Paul Kurtz on What's Missing from The New Atheism
Matthew C. Nisbet, Ph.D. is Associate Professor of Communication Studies, Public Policy, and Urban Affairs at Northeastern University. Nisbet studies the role of communication and advocacy in policymaking and public affairs, focusing on debates over over climate change, energy, and sustainability. Among awards and recognition, Nisbet has been a Visiting Shorenstein Fellow on Press, Politics, and Public Policy at Harvard University's Kennedy School of Government, a Health Policy Investigator at the Robert Wood Johnson Foundation, and a Google Science Communication Fellow. In 2011, the editors at the journal Nature recommended Nisbet's research as “essential reading for anyone with a passing interest in the climate change debate,” and the New Republic highlighted his work as a “fascinating dissection of the shortcomings of climate activism."
The philosopher Paul Kurtz has published a new position booklet that addresses much of what I have been arguing is missing--and so deeply troubling--about the New Atheist movement. Below is a press release from the Council for Secular Humanism.
Secular Humanism's Elder Statesman Responds to "The New Atheism"
Council for Secular Humanism founder and chairman Paul Kurtz has responded to the recent cultural phenomenon known as "The New Atheism" with a position booklet titled "What Is Secular Humanism?"
"The New Atheism" is a term created by a handful of pundits and journalists to describe the recent flood of highly popular best-selling books by the likes of Dawkins, Dennett, Harris, Hitchens, and Stenger--a veritable law firm of men putting belief in God on trial. These books have placed the topic of unbelief--once considered off-limits--front and center in the popular media. A recent Financial Times/Harris Poll shows that when asked if they believed in any form of God or supreme being, 14 percent of Americans said that they are agnostics (i.e., skeptical about the existence of God, though not atheists). Only 4 percent said that they are atheists; added to this, however, are another 6 percent who said "they would prefer not to say" and 3 percent who are "unsure." These add up to 27 percent of the general population. Compare this to Roman Catholics, who at 26 percent represent the largest single belief group in the United States.
Kurtz views the recent string of books as largely responsible for sparking a renewed and enriched cultural debate. "The 'atheists with attitude,' as one writer called them, have been accused of striking a rather strident and discordant tone," said Kurtz. "But for the secular humanist, it is not so much the stridency of these books that is at issue, as it is what's missing from these books." Are there any ethical values and principles that nonreligious individuals can live by? In a time when many have forsaken otherworldly religions, what does human life mean? What is its significance? Kurtz maintains that secular humanism answers these questions in a way that resonates with human aspirations and the findings of science.
The new booklet provides a succinct and engaging overview of the secular-humanist perspective.
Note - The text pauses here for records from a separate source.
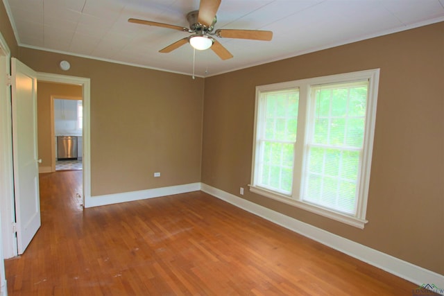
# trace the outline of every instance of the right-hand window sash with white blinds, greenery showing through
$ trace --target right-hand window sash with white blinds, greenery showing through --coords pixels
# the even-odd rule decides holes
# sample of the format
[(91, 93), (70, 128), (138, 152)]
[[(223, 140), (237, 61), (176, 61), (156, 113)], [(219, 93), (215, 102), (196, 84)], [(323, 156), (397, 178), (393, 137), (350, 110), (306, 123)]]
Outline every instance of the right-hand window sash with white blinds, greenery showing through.
[(367, 95), (368, 80), (311, 87), (302, 200), (356, 212)]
Kurtz describes the many ways in which secular humanism's scientific, philosophical, and ethical outlook has exerted a profound influence on civilization from the ancient world to the present. Today, many schools of thought broadly identify with humanist ideas and values. But Kurtz suggests that secular humanism is especially relevant to the needs of our increasingly secular world, because it rejects supernatural explanations of reality and seeks to optimize the fullness of human life in a naturalistic universe. In tune with the most progressive trends of the contemporary world, secular humanism expresses confidence in the power of human beings to solve their problems and conquer uncharted frontiers.
In a recent editorial, published in Free Inquiry magazine (August/September 2007), Kurtz writes that "Secular humanists represent a significant portion of the American public. They comprise tens of millions of people who, though nonreligious, are morally committed. The term nonreligious can be used broadly to refer to those who do not belong to or identify with a denomination or do not claim to believe in God--they may be agnostics, atheists, or skeptics. They look to modern science, literature, philosophy, ethics, and the arts for inspiration rather than the traditional religious 'sacred texts.' They are truly modern in their outlook and behavior."
Kurtz maintains that secular humanism is a bold paradigm, weaving together many historical threads while adding much more that is relevant to our rapidly emerging planetary civilization. In light of the sudden and pervasive interest in the topic of atheism and unbelief, the Center for Inquiry hopes that Kurtz's new position booklet will bring some much-needed clarification and intelligence to the continuing national discussion surrounding the intersection of religion, science, and unbelief. The booklet was published for the Center for Inquiry by its sister organization, Prometheus Books.